Mais la future malade anorexique ou boulimique, si elle sent de même cette pulsion de quitter, ce besoin de faire du tapage, des sorties illicites, cette envie de rentrer à « pas d’heures », elle,  est incapable de le faire réellement. Alors l’anorexie mentale ou sa compère, la boulimie, travaillent pour elle : elles organisent le conflit. Car dans ces troubles du comportement alimentaire, on ne mange pas à table (le plus souvent), mais on reste chez ses parents. En d’autres termes, ça se voit !

Ce conflit physiologique, si naturel parce qu’il repose sur le besoin de quitter, ce conflit que jouent tous les mammifères du monde, lorsque leur vie est centrée sur la famille (lions, loups, chiens, cerfs…), ce conflit se heurte de plein fouet, dans le cas de nos malades, à cette difficulté majeure pour elle : comment entrer en conflit et être aimée, puisque « faire conflit » fait naître l’idée qu’on va perdre, justement. Perdre ceux que l’on aime tant, ou ceux qui vous aiment tant, ou les deux. Et perdre, pour Alice, est insupportable. Je ne le souffre pas, c’est ma maladie qui le souffre.

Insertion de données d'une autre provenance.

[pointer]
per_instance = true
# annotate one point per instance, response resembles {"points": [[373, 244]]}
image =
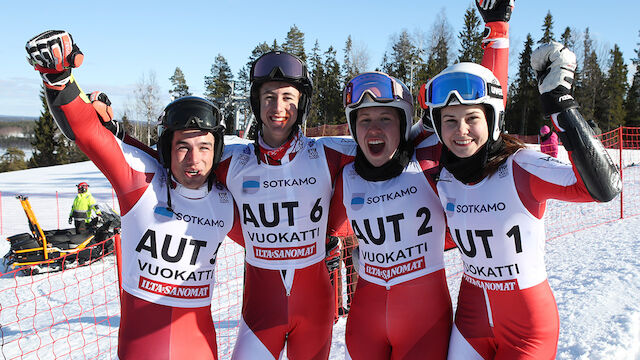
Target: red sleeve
{"points": [[496, 58], [235, 233], [336, 161], [534, 191], [338, 221], [99, 144], [222, 170]]}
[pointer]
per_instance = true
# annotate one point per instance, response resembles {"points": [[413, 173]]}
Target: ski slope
{"points": [[594, 273]]}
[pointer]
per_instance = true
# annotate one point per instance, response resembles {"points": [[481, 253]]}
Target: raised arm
{"points": [[555, 65]]}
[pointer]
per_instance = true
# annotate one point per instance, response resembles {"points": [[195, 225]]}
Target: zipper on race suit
{"points": [[486, 300], [287, 279]]}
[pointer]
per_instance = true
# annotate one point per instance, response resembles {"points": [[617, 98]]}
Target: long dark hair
{"points": [[510, 144]]}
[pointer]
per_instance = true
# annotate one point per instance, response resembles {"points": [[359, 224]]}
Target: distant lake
{"points": [[28, 153]]}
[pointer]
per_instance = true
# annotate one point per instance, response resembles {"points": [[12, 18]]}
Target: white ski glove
{"points": [[53, 54], [555, 66]]}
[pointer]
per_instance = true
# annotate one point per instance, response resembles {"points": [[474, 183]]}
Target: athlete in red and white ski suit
{"points": [[506, 309], [401, 308], [288, 297], [168, 259]]}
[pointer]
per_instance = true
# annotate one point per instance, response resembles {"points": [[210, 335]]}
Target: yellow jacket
{"points": [[83, 207]]}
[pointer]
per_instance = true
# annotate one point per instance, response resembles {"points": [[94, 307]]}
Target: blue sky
{"points": [[124, 40]]}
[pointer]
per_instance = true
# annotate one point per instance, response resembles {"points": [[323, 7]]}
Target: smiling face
{"points": [[378, 133], [464, 129], [192, 157], [278, 111]]}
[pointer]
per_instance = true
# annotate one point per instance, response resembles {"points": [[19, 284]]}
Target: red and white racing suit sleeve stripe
{"points": [[338, 221], [71, 106], [558, 183], [496, 55]]}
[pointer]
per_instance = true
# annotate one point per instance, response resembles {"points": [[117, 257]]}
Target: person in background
{"points": [[548, 141], [83, 208]]}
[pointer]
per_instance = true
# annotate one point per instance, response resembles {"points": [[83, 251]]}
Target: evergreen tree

Alors, je suis prise entre deux pensées inconscientes, que je n’ai même pas formulées : d’un côté, il faut que je quitte, de l’autre, je ne veux rien perdre de ce qui m’entoure d’une cuirasse  aimante. Je ne peux plus alors être moi, je ne pèse plus rien. C’est bien pourquoi je veux maigrir. Dans ce rien qui ne m’assemble pas !

Pour guérir, il faut entrer en conflit, se dire que rien ne meure, que rien n’y est englouti. Que c’est juste comme ça, comme quand j’ai mangé et que j’ai aimé, « juste comme ça, pas plus… Ce n’était que ça ».